Updated by livdywan 12 months ago
waynechen55 wrote in #note-16:
I recalled that I had ever opened a similar issue #119215 which was fixed and resolved by @okurz. It is also about full media for aarch64. You @livdywan can also have a look. It might be helpful.
So I just took a look at the product log and it shows 4 days ago geekotest scheduled SLE 15-SP6 Full aarch64 39.1 SLE-15-SP6-Full-aarch64-Build39.1-Media1.iso
. The first scheduled job is https://openqa.suse.de/tests/12836935, which ran successfully and shows https://openqa.suse.de/tests/12836935/asset/iso/SLE-15-SP6-Full-aarch64-Build39.1-Media1.iso ~10 hours earlier than the failing jobs you linked. The SLE 15 job group currently has no size limit, the YAST job group has 240GB. The used size looks to be identical to the limit so I would assume things have been cleaned up too fast. As I mentioned before, short of having any sort of sync you can increase the limit.
I hope that's clearer.
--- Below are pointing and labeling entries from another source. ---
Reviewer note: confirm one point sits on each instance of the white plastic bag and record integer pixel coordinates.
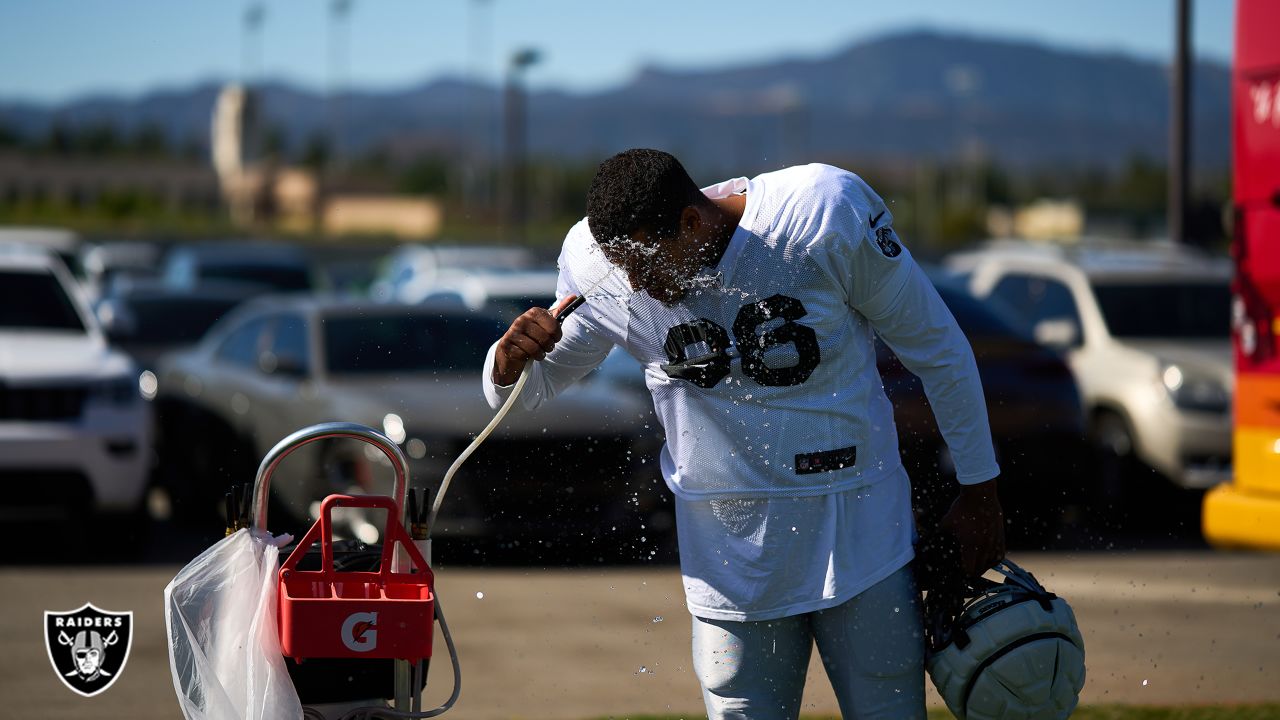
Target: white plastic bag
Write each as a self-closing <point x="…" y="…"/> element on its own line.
<point x="224" y="650"/>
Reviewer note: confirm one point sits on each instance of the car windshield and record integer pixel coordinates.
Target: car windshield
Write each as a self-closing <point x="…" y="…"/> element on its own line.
<point x="36" y="301"/>
<point x="275" y="277"/>
<point x="1166" y="310"/>
<point x="373" y="343"/>
<point x="174" y="319"/>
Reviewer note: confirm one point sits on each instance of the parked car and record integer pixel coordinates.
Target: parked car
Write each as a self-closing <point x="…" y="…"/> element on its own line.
<point x="60" y="242"/>
<point x="1146" y="329"/>
<point x="1036" y="414"/>
<point x="265" y="267"/>
<point x="579" y="466"/>
<point x="74" y="432"/>
<point x="503" y="292"/>
<point x="147" y="319"/>
<point x="411" y="270"/>
<point x="118" y="263"/>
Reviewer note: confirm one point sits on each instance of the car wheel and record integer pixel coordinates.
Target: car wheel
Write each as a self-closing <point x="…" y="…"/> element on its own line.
<point x="1115" y="464"/>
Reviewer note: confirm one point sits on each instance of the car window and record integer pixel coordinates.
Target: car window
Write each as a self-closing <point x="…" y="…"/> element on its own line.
<point x="407" y="342"/>
<point x="289" y="341"/>
<point x="1166" y="310"/>
<point x="174" y="320"/>
<point x="243" y="345"/>
<point x="978" y="319"/>
<point x="1036" y="299"/>
<point x="275" y="277"/>
<point x="36" y="301"/>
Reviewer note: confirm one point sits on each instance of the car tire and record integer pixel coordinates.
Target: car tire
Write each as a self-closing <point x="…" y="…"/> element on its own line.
<point x="1116" y="465"/>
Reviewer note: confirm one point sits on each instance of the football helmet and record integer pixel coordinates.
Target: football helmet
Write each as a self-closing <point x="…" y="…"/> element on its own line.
<point x="1000" y="651"/>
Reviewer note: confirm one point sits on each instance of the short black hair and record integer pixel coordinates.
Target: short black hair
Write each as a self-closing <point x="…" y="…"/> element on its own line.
<point x="639" y="190"/>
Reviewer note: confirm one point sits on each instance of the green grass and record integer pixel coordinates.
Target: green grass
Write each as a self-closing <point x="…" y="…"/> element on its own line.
<point x="1265" y="711"/>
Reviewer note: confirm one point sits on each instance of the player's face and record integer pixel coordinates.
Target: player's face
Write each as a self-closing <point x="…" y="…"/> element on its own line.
<point x="662" y="267"/>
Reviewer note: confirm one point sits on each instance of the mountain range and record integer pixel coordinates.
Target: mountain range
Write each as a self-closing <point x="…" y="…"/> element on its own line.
<point x="899" y="98"/>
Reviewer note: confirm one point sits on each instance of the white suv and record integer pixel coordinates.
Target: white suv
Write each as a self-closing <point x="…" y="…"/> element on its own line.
<point x="1146" y="329"/>
<point x="74" y="429"/>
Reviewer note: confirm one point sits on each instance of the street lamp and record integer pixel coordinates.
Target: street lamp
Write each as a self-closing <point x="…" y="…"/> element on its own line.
<point x="516" y="132"/>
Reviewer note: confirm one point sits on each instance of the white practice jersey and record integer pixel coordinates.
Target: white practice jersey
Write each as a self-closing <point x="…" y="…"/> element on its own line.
<point x="764" y="376"/>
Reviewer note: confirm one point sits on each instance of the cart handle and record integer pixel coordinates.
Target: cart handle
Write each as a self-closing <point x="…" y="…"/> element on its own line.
<point x="325" y="431"/>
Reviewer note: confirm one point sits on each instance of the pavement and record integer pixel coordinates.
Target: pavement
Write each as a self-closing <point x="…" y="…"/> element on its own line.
<point x="1162" y="628"/>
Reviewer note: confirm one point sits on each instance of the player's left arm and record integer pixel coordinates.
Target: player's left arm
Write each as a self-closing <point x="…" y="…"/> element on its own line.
<point x="896" y="296"/>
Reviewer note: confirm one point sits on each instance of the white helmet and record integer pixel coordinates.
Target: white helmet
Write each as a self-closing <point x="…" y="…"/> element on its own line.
<point x="1008" y="650"/>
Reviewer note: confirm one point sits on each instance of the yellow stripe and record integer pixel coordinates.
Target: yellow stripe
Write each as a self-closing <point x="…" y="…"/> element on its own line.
<point x="1257" y="400"/>
<point x="1235" y="519"/>
<point x="1256" y="460"/>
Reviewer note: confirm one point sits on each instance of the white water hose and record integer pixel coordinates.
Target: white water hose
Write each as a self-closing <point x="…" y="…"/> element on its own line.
<point x="566" y="308"/>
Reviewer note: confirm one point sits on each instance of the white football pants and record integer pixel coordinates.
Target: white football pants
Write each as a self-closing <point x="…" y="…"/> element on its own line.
<point x="872" y="648"/>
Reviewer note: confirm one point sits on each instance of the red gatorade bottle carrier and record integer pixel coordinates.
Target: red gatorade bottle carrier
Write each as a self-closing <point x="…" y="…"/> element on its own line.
<point x="356" y="615"/>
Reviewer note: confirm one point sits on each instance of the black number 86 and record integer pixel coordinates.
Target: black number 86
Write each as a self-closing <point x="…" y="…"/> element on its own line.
<point x="707" y="370"/>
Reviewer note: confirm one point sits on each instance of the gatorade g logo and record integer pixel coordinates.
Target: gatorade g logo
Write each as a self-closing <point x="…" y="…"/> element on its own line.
<point x="359" y="632"/>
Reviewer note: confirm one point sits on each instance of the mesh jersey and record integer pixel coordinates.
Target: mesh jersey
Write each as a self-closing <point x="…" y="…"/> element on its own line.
<point x="764" y="376"/>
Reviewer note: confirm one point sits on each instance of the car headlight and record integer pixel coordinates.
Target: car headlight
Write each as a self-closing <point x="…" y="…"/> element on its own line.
<point x="1192" y="391"/>
<point x="394" y="428"/>
<point x="114" y="391"/>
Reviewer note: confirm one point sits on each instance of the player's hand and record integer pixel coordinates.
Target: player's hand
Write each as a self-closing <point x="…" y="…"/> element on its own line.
<point x="978" y="525"/>
<point x="530" y="337"/>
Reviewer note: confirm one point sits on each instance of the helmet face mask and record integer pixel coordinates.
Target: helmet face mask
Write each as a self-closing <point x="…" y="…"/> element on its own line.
<point x="1004" y="650"/>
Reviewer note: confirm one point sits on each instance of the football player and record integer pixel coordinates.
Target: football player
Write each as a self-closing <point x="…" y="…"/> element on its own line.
<point x="752" y="305"/>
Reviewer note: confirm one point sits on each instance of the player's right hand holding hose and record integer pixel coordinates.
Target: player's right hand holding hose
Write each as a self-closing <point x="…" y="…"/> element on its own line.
<point x="530" y="337"/>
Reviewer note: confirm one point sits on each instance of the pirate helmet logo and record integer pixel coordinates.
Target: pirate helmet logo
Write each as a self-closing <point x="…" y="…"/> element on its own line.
<point x="886" y="241"/>
<point x="88" y="647"/>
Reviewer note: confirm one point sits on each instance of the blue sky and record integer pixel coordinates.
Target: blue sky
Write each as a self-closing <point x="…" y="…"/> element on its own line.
<point x="51" y="50"/>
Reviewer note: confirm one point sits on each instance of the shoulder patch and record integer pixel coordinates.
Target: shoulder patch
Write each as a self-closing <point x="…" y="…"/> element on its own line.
<point x="886" y="242"/>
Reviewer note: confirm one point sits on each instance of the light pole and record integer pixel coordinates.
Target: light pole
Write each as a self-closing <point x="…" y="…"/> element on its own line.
<point x="516" y="132"/>
<point x="339" y="10"/>
<point x="1179" y="126"/>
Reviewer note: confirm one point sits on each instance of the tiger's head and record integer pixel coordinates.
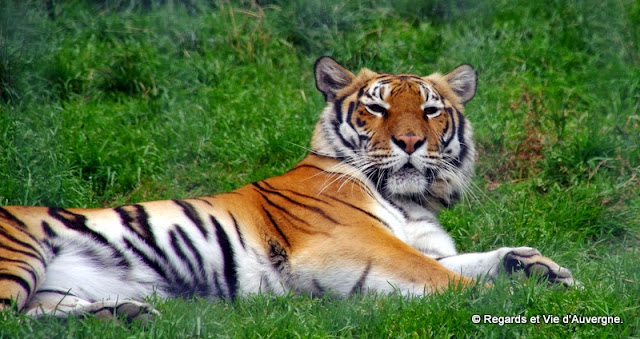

I don't know that I can suggest much else at this point.
Updated by waynechen55 12 months ago
@livdywan When you think we can have this full media Build39.1 back ? Tomorrow or next week ?
Updated by livdywan 12 months ago
waynechen55 wrote in #note-18:
@livdywan When you think we can have this full media Build39.1 back ? Tomorrow or next week ?
Publishing images again is outside of the Tools team's scope. I'm happy to be part of a public Slack thread, but otherwise don't know what to offer besides the points we discussed.
Updated by waynechen55 12 months ago
Hope there is more robust persistent solution instead of increasing storage limit every time and praying for next build.
Updated by waynechen55 12 months ago
By the way, the iso media is still there https://openqa.suse.de/assets/iso/SLE-15-SP6-Full-aarch64-Build39.1-Media1.iso. What got cleaned up is mounted repo https://openqa.suse.de/assets/repo/SLE-15-SP6-Full-aarch64-Build39.1-Media1/. I was wondering maybe you can just mounted the iso to folder again to help solve the problem. @livdywan
Updated by okurz 12 months ago
waynechen55 wrote in #note-20:
Hope there is more robust persistent solution instead of increasing storage limit every time and praying for next build.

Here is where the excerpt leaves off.